Vinicius Júnior y sus dos compañeros salieron a la cancha del Martínez Valero con la remera blanca parcialmente doblada, de manera que no se leyera la frase “Todos somos caballas”, y se la quitaron de inmediato tras el saludo inicial. A diferencia de sus compañeros, que mostraron el mensaje completo, las figuras del equipo esquivaron la consigna en la previa de un encuentro que su equipo terminó ganando 3-2. La imagen recorrió España en horas y encendió el debate político y deportivo.
La campaña no fue organizada por LaLiga, sino por la Asociación Valenciana de Empresarios (AVE), que la lanzó el 11 de septiembre bajo el lema “Ceuta no está sola”. La entidad está presidida por Vicente Boluda, quien fue presidente del Real Madrid en 2009. El término “caballas” es el nombre popular con el que se conoce a los habitantes de la ciudad autónoma de Ceuta.
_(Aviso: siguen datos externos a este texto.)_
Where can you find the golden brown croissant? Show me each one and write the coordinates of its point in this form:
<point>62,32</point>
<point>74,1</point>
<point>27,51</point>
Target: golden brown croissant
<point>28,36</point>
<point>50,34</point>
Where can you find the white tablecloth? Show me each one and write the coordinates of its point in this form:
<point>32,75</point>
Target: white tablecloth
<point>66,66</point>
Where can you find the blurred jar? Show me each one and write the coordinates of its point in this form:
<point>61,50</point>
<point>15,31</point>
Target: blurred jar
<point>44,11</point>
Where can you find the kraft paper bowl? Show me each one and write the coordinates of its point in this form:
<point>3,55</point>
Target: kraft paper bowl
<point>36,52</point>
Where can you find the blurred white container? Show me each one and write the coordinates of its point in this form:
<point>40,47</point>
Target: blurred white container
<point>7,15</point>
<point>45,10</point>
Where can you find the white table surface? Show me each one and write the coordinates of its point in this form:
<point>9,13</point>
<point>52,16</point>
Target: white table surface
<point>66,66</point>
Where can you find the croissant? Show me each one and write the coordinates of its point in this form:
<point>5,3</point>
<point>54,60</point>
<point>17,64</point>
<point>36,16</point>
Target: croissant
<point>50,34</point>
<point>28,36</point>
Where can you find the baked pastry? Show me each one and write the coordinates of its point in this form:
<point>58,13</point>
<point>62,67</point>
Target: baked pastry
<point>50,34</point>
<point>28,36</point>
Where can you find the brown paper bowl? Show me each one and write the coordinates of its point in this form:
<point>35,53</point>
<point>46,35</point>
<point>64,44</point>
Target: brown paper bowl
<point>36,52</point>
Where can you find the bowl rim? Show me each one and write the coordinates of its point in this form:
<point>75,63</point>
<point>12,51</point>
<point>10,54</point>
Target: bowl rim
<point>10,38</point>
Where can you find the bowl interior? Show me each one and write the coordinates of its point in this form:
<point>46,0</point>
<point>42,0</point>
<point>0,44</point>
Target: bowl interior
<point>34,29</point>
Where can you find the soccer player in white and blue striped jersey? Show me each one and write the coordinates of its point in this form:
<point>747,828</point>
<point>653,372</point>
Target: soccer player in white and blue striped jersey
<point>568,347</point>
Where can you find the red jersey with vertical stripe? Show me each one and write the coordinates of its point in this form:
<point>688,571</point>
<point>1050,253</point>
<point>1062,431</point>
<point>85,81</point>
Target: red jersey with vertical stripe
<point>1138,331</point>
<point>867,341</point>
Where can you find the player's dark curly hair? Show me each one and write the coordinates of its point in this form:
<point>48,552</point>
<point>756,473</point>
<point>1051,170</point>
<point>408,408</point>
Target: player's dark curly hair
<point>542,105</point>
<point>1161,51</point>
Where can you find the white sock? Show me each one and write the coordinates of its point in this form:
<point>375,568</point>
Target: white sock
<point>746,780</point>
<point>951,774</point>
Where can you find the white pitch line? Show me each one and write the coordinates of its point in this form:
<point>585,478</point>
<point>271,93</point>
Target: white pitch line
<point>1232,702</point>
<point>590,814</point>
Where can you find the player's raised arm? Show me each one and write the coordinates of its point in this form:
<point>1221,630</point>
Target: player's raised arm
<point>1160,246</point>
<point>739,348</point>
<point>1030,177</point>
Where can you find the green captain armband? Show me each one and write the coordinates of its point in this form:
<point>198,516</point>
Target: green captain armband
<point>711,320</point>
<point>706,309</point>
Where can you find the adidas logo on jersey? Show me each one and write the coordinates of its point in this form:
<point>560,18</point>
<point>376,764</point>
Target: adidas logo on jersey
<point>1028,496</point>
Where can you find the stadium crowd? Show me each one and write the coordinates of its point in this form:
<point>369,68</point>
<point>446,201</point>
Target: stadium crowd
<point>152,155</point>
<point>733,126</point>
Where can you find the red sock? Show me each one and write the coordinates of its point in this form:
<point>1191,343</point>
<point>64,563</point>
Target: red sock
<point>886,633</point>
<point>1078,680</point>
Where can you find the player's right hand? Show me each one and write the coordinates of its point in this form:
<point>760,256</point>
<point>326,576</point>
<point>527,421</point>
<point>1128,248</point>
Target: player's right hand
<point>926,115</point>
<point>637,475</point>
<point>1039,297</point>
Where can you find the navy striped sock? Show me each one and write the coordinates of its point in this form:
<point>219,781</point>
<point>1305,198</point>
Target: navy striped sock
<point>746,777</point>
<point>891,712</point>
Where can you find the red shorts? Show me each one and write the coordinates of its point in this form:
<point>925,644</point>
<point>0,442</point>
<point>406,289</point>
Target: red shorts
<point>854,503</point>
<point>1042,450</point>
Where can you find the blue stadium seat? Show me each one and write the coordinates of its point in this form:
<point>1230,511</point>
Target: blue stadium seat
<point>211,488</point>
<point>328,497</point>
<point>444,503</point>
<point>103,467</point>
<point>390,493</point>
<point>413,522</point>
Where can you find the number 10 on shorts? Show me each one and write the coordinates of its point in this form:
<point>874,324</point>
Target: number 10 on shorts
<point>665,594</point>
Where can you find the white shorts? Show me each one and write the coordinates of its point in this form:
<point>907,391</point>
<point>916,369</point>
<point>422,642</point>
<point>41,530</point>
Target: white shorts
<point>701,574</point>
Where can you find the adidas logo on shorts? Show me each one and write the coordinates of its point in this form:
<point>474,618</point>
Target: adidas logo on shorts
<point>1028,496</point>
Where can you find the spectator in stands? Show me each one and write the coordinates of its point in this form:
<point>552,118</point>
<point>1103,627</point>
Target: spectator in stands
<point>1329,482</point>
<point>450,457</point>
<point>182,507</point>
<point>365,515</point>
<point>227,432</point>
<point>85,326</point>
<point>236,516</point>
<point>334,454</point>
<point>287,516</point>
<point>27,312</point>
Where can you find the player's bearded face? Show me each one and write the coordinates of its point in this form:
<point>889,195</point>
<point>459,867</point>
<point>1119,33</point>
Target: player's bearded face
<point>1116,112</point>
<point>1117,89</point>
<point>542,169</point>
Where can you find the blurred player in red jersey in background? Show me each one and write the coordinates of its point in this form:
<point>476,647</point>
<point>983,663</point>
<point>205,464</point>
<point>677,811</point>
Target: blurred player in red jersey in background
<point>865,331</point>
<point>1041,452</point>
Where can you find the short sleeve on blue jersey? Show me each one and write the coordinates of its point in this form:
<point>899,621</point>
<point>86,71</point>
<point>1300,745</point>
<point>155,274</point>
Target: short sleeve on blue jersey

El trasfondo del conflicto se remonta al 31 de julio, cuando más de 70.000 personas cruzaron desde Marruecos hacia Ceuta por la frontera del Tarajal. El presidente español Pedro Sánchez confirmó que aún hay más de 5.000 migrantes viviendo en campamentos improvisados en la zona. La campaña dividió a los clubes: Villarreal, Real Betis y Elche adhirieron de inmediato, mientras que el Barcelona se negó como institución a vestir la remera en sus partidos.
El acoso en redes y la respuesta oficial
El caso de Ez Abde marcó el clima previo al gesto de los madridistas. El delantero marroquí del Betis sí lució la camiseta de apoyo a Ceuta en el partido contra el Villarreal en La Cerámica (1-2) y después sufrió una ola de agresiones, acusaciones de traición y amenazas de muerte en redes sociales. “Todos somos conscientes, hay que recordar al jugador del Betis que se puso la camiseta, lo que sufrió en redes sociales, incluso amenazas de muerte”, señaló José Manuel Rodríguez Uribes, presidente del Consejo Superior de Deportes (CSD).
Desde el Real Madrid, en tanto, decidieron no tomar ninguna medida contra sus tres futbolistas ni entrar a valorar sus opiniones personales. Desde la entidad argumentaron que el vestuario es “un grupo humano con diferentes sensibilidades” y que cada jugador debe poder “pensar y actuar conforme a sus propias convicciones”, situando “la libertad individual por encima de todo”. El gesto se leyó también a la luz de los perfiles de los protagonistas: Vinicius Júnior es un símbolo mundial en la pelea contra el racismo, y Mbappé y Konaté han denunciado públicamente el avance de discursos de odio en Francia, por lo que los tres se mostraron reticentes a posar con una consigna de fuerte carga política.
Uribes respaldó la decisión de los futbolistas y pidió respetar sus posturas individuales. “Ellos han introducido esa consideración personal en conciencia y yo creo que lo que tenemos que hacer es respetar su conciencia y, si han dado sus motivos, todavía más”, sostuvo el dirigente, quien destacó que Mbappé mantuvo su solidaridad con Ceuta y con las víctimas en la entrevista al diario As. El presidente del CSD afirmó además que los tres jugadores fueron objeto de un “acoso terrible” después de su decisión y que lo verdaderamente grave son “los intolerantes de un lado o de otro que no dejan que las personas puedan decidir libremente”.